03/28/2013 11:38

Können HIV-Viren Leukämie heilen?

Category: Gesundheit

Emily Whitehead während und nach der Behandlung.

Eine spektakuläre Meldung kommt aus den USA. Mit Hilfe von HIV-Viren, die in der Öffentlichkeit als Erreger der Immunschwächekrankheit AIDS propagiert werden, haben Ärzte eines Kinderkrankenhauses in Philadelphia angeblich ein siebenjähriges Mädchen von Leukämie geheilt.

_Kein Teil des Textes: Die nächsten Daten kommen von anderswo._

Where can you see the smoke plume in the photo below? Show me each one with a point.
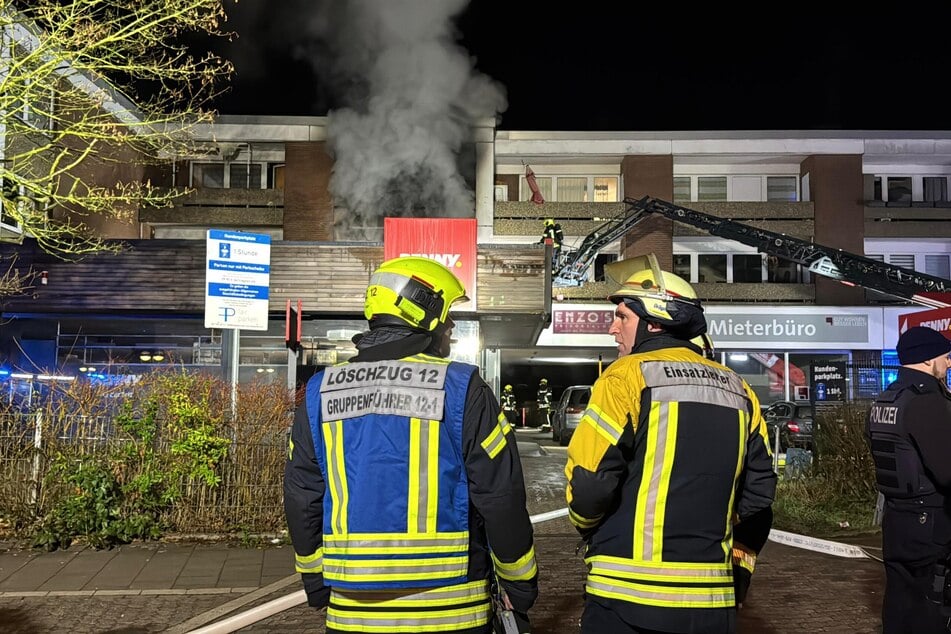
(404, 94)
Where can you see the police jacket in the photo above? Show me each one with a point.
(401, 473)
(669, 452)
(909, 429)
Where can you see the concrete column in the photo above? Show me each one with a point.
(485, 190)
(492, 368)
(836, 186)
(308, 205)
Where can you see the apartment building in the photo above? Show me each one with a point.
(882, 194)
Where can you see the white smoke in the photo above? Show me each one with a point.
(411, 93)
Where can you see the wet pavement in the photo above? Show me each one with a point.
(178, 587)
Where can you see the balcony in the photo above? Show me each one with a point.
(910, 220)
(524, 218)
(222, 208)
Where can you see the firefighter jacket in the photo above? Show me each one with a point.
(670, 451)
(909, 429)
(544, 398)
(404, 495)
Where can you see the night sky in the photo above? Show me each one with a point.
(611, 66)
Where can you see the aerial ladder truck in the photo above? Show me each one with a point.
(848, 268)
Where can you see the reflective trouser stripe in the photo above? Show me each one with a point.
(669, 596)
(407, 611)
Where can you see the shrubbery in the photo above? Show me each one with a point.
(838, 493)
(118, 463)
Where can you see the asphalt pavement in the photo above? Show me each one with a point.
(178, 587)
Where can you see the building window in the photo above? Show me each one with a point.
(600, 189)
(605, 189)
(899, 189)
(277, 177)
(711, 268)
(208, 175)
(935, 188)
(937, 265)
(682, 266)
(237, 175)
(245, 176)
(781, 188)
(682, 189)
(574, 190)
(711, 188)
(544, 186)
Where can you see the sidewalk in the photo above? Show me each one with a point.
(152, 587)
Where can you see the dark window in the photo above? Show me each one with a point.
(748, 268)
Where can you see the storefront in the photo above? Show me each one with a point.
(777, 349)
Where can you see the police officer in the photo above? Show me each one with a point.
(909, 428)
(544, 405)
(509, 405)
(670, 451)
(403, 489)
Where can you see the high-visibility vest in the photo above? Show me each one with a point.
(388, 438)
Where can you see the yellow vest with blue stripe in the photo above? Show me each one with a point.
(388, 438)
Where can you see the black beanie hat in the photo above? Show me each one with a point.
(921, 344)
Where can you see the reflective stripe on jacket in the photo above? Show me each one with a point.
(408, 526)
(457, 607)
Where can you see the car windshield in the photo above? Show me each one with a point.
(580, 397)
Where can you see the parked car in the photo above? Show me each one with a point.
(793, 422)
(567, 412)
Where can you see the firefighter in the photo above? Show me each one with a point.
(669, 454)
(403, 489)
(909, 428)
(509, 405)
(553, 232)
(544, 405)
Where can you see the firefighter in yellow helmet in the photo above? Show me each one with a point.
(509, 405)
(670, 453)
(402, 471)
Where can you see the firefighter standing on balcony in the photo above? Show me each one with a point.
(544, 405)
(403, 489)
(509, 405)
(670, 452)
(552, 231)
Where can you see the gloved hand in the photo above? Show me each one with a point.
(524, 623)
(318, 595)
(521, 594)
(741, 584)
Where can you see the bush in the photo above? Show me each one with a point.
(838, 493)
(118, 463)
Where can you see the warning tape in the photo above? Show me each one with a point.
(818, 545)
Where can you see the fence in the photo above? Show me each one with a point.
(42, 450)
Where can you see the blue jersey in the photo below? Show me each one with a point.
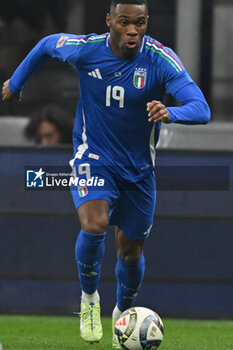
(112, 120)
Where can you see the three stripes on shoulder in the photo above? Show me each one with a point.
(95, 74)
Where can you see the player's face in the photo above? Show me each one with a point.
(128, 24)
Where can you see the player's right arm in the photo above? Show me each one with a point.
(53, 46)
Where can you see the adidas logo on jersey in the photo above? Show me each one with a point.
(95, 74)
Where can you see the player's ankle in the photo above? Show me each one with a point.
(116, 312)
(90, 298)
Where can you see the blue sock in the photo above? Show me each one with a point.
(129, 280)
(89, 251)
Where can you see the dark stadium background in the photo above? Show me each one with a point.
(189, 254)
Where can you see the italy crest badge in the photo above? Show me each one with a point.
(139, 78)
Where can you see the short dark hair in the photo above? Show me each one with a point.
(114, 3)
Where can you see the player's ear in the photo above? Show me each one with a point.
(108, 20)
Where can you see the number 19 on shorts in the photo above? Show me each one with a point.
(116, 93)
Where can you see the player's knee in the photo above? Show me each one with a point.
(130, 257)
(95, 224)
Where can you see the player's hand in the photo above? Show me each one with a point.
(157, 112)
(7, 94)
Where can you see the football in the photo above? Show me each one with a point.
(139, 328)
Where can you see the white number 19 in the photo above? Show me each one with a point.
(117, 93)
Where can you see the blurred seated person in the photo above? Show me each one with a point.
(50, 125)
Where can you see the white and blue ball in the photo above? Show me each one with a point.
(139, 328)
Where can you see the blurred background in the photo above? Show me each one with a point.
(189, 258)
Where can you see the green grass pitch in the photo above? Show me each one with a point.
(61, 333)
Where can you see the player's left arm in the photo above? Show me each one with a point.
(193, 110)
(177, 82)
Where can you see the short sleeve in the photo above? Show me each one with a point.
(174, 75)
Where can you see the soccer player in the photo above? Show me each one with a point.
(123, 77)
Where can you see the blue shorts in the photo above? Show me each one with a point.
(132, 205)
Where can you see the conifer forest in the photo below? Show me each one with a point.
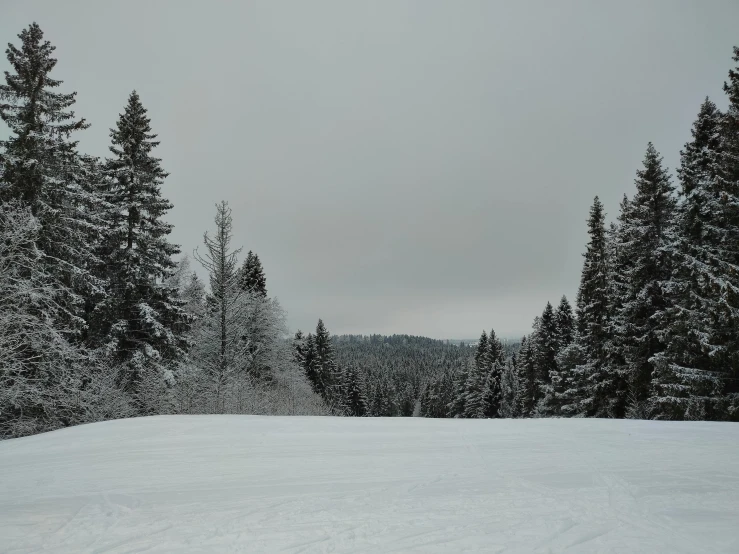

Emily Whitehead war an akuter Lymphatischer Leukämie erkrankt, einer besonders schweren und aggressiven Form des Blutkrebses. Nachdem herkömmliche Chemotherapien bei ihr nicht angeschlagen hatten, griffen die Ärzte zu einer neuen Methode, die zuvor erst an wenigen Menschen erprobt worden war. Sie verwendeten eine deaktivierte Form des HIV-Virus, um im Labor die körpereigenen T-Zellen des Immunsystems des Mädchens genetisch zu verändern und anschließend wieder in den Körper einzusetzen. Dadurch wurde das Immunsystem des Kindes so gestärkt, dass es die Leukämie erfolgreich bekämpfen konnte. Noch nach Monaten war Emilys Körper vollkommen frei von Krebszellen. Es seien keine Spuren der Krankheit mehr erkennbar.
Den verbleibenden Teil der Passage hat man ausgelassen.